Rome is a mess – a very beautiful mess -- but a mess nonetheless. So can the man of medicine find a cure for the Eternal City’s seemingly insurmountable problems with traffic, transport and corruption?
The latest mayoral polls suggest that the 58-year-old surgeon-turned centre-left politician looks set to be handed this difficult challenge. Mr Marino won 42 per cent in the first mayoral run off while his rival, the incumbent mayor Gianni Alemanno, scored just 30 per cent.
The polls open on Sunday and Monday for the deciding vote. But Rome’s main newspaper La Repubblica today declared that it “would take a miracle now to bridge the gap between him and Marino”.
Mr Alemanno is a former neo-fascist boot boy turned modern-centre right politician. But past images of him lobbing petrol bombs at the Soviet embassy remain fresh in the memory for many, as shown by the chants of "fascist" that greeted him during a campaign visit to the city's Garbatella district earlier this week.
Even worse for Mr Alemanno, the fear of violent crime that helped propel him into office five years ago, is now working against him.
The shocking rape and murder in October 2007 of a middle aged, middle class woman, Giovanni Reggiani, at the Tor di Quinto railway station by a Romanian gypsy made the Alemanno law and order ticket irresistible.
But in the last five years the violence hasn’t abated – three people have been gunned down in the capital’s mob turf war since the first electoral ballots on 29 May. And Alemanno as the incumbent mayor might pay the price.
The scandals haven’t been is short supply, either. Exactly why Romans risked dying of hunger when waiting for bus became a bit clearer in late 2010 it emerged that a truly inordinate proportion of employees of the city's woeful public transport system were friends or family members of those in the city council who "ran" the organisation.
Mr Marino has avoided making rash promises regarding Rome’s buses and trains. Even if he were, with the wave of a magic wand, able to instigate modern management and working practices, constructing new roads and metro lines with so many priceless monuments in the way would remain just a dream.
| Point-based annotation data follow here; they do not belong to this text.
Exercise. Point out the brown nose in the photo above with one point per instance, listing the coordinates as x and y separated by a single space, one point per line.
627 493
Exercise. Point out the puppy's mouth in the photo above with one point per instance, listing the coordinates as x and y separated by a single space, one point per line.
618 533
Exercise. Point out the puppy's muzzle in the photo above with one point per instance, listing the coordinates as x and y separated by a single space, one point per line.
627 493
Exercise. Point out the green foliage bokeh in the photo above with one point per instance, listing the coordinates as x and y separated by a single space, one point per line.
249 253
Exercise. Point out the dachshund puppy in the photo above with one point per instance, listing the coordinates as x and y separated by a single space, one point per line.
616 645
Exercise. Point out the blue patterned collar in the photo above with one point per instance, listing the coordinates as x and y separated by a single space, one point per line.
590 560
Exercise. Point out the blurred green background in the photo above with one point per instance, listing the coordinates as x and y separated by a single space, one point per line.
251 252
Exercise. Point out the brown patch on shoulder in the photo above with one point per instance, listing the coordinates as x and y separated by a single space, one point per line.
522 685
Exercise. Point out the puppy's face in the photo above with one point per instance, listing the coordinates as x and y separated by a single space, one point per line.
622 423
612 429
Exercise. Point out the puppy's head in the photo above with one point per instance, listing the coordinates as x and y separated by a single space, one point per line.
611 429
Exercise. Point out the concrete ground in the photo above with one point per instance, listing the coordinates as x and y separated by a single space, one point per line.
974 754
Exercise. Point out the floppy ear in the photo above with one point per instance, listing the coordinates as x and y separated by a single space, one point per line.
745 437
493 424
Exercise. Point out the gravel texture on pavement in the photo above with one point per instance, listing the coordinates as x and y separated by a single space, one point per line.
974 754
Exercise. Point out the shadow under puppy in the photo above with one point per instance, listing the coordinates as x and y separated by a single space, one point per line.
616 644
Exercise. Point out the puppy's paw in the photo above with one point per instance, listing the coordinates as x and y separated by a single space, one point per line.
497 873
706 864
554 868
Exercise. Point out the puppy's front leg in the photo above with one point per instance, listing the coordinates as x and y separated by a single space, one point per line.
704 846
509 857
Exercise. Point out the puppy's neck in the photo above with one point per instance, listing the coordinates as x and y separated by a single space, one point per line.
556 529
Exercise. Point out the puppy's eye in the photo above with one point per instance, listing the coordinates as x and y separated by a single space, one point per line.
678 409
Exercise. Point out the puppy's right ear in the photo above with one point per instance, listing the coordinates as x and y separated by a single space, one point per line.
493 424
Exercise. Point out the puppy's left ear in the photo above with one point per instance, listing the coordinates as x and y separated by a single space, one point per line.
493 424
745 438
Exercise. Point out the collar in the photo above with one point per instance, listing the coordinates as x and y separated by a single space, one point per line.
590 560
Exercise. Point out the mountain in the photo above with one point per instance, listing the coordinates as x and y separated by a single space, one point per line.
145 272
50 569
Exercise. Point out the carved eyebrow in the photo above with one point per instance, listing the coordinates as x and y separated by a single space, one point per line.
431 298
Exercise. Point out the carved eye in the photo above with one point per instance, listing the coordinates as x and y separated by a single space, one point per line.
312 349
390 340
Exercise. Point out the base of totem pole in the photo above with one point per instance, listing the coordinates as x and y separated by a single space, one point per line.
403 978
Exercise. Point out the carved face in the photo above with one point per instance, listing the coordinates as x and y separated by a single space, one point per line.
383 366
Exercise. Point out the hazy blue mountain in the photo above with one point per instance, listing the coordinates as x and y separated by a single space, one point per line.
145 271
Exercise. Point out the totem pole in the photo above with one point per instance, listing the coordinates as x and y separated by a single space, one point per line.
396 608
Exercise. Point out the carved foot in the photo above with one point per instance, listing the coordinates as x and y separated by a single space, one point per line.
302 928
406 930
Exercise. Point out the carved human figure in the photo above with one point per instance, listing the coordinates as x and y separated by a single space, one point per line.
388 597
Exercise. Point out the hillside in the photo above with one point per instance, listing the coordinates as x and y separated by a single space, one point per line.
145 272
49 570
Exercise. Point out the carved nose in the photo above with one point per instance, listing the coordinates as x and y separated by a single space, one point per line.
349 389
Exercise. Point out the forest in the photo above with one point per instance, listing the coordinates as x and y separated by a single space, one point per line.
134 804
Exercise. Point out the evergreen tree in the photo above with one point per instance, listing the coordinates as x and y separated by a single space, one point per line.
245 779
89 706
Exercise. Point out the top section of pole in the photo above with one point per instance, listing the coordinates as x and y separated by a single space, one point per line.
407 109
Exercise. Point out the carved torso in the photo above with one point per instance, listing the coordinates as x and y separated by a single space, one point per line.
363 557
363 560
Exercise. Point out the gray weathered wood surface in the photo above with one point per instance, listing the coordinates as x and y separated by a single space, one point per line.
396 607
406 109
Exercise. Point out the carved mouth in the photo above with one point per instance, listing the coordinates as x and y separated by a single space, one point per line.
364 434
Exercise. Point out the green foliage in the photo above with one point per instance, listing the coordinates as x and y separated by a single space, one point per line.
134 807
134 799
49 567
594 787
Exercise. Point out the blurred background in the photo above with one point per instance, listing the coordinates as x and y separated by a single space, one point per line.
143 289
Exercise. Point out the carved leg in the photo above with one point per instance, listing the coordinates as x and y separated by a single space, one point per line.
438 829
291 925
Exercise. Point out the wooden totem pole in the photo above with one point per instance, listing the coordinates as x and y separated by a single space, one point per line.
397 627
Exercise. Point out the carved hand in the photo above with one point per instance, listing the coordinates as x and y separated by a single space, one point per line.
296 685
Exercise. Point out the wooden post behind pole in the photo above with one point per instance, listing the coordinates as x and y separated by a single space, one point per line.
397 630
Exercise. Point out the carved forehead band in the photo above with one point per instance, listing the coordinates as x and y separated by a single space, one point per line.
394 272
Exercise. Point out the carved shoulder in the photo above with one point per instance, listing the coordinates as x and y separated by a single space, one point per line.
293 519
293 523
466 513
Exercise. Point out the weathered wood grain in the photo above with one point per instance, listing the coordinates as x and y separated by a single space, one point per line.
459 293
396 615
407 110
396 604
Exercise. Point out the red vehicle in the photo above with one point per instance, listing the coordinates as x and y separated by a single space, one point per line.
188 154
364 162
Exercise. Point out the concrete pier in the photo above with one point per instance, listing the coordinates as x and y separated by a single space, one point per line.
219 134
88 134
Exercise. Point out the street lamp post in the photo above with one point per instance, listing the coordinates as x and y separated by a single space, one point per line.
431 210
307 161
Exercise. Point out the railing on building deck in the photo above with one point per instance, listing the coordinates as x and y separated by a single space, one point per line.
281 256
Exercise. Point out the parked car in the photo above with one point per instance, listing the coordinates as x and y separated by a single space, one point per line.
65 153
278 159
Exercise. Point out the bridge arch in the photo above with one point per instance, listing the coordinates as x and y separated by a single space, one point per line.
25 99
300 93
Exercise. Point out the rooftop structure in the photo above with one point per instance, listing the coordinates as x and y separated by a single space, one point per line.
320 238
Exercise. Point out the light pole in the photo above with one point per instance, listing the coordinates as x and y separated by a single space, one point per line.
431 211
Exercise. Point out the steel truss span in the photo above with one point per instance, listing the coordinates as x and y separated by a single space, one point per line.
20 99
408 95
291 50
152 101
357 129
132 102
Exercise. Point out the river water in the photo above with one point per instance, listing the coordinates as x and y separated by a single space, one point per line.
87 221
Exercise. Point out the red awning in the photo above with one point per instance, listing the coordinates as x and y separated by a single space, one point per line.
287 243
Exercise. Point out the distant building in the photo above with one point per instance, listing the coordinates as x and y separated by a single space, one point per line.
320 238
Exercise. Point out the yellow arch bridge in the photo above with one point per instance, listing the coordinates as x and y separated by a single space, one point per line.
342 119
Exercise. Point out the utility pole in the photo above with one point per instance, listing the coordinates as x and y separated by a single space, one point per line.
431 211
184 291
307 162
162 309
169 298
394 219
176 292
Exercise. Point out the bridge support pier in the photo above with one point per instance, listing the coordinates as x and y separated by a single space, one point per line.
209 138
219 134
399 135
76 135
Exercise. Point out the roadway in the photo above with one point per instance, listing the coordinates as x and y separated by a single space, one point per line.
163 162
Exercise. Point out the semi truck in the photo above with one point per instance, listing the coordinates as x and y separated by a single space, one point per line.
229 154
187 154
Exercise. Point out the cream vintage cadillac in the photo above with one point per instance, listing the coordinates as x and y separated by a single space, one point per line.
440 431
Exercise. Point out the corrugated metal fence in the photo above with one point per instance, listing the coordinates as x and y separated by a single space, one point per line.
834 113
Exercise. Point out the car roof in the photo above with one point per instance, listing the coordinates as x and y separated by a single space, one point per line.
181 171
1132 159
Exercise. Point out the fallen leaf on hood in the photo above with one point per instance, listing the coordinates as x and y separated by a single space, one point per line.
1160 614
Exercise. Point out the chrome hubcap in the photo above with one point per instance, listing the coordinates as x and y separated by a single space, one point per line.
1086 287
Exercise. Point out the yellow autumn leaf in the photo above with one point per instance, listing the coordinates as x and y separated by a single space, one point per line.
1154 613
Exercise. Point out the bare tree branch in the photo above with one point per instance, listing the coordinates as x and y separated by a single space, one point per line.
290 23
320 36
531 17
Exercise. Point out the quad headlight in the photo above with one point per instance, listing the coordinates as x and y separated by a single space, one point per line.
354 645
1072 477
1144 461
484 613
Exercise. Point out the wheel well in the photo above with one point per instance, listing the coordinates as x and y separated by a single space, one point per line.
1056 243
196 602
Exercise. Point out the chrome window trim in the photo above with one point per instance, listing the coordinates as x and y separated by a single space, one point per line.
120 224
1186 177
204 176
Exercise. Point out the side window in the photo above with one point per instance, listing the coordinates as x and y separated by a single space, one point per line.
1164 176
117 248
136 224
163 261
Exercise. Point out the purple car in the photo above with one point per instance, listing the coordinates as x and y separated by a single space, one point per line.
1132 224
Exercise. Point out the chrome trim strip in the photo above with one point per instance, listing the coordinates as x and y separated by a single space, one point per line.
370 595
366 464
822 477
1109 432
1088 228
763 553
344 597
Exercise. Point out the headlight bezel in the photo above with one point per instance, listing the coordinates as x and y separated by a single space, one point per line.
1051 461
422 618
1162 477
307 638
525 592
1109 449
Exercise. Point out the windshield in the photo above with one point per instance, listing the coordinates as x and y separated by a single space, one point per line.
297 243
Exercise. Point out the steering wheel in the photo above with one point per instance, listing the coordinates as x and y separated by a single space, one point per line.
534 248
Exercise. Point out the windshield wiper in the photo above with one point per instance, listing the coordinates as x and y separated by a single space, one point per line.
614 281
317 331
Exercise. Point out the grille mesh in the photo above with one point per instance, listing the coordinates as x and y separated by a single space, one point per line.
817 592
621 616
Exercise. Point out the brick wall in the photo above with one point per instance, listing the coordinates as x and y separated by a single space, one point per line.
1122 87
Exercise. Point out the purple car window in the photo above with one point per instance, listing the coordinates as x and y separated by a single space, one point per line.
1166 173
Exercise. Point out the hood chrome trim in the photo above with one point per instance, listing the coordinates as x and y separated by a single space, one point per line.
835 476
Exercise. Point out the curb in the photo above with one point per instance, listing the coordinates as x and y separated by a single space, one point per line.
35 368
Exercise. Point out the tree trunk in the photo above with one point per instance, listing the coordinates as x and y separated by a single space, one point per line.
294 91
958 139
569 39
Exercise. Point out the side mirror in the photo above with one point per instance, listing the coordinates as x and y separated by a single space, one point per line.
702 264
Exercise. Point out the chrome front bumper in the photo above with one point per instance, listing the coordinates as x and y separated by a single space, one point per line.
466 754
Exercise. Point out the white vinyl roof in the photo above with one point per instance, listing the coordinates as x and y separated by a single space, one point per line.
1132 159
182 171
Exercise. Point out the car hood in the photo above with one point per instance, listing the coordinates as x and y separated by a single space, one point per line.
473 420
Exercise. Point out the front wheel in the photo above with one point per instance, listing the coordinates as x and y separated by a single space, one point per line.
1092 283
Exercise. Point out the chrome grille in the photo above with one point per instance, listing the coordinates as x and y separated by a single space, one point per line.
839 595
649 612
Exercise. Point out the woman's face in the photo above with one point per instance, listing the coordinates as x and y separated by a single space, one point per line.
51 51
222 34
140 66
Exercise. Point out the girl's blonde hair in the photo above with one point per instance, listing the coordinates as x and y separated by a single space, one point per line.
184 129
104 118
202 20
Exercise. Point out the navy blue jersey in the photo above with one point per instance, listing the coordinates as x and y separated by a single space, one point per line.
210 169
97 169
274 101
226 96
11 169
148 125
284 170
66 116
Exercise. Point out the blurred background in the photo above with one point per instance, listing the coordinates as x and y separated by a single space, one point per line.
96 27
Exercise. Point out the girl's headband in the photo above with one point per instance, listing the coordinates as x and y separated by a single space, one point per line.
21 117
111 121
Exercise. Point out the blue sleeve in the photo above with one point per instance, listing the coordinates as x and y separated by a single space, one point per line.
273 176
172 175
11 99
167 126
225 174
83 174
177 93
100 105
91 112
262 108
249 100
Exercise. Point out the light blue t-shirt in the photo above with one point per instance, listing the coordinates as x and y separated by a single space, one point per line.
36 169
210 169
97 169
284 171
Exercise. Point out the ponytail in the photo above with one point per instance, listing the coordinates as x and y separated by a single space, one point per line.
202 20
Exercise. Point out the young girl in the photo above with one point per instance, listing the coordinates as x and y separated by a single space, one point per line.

`'I know it's an almost impossible challenge to reorganise a town with the complexity of Rome," Mr Marino said this week. He said that by focusing on practical things such as the roads and the rubbish, improvements would come.
Some critics have questioned his ability to run a major capital city given his lack of political experience -- and a never fully resolved expenses scandal that forced his resignation from Sicily's ISMETT transplant centre in 2002. US newspapers said the trouble involved duplicated expense claims at the clinic, a partner facility of the prestigious University of Pittsburgh Medical Center.
Mr Alemanno said yesterday that “given his (Mr Marino’s) problems managing such a small concern… for him to be criticising us as we run a city with 26,000 employees and 3 million inhabitants is a bit ridiculous."
But the medic-cum-mayoral candidate, who has made a virtue of his non-political past, appealed to electors “disillusioned” by the nepotism on display during the current administration, in a jibe at the transport scandals.
If the current mayor’s problems weren’t bad enough already, up popped a photo this week of a grinning Mr Alemanno posing for the camera with convicted mobster Luciano Casamonica.
Casamonica posted the photo on his Facebook profile, with the title “the mayor and vice mayor of Rome". In all likelihood he’ll have to change that to “ex-mayor” come Tuesday morning.
By then it will probably be Dr Marino’s turn to scrub up and do the best he can with an important but oh-so-difficult patient.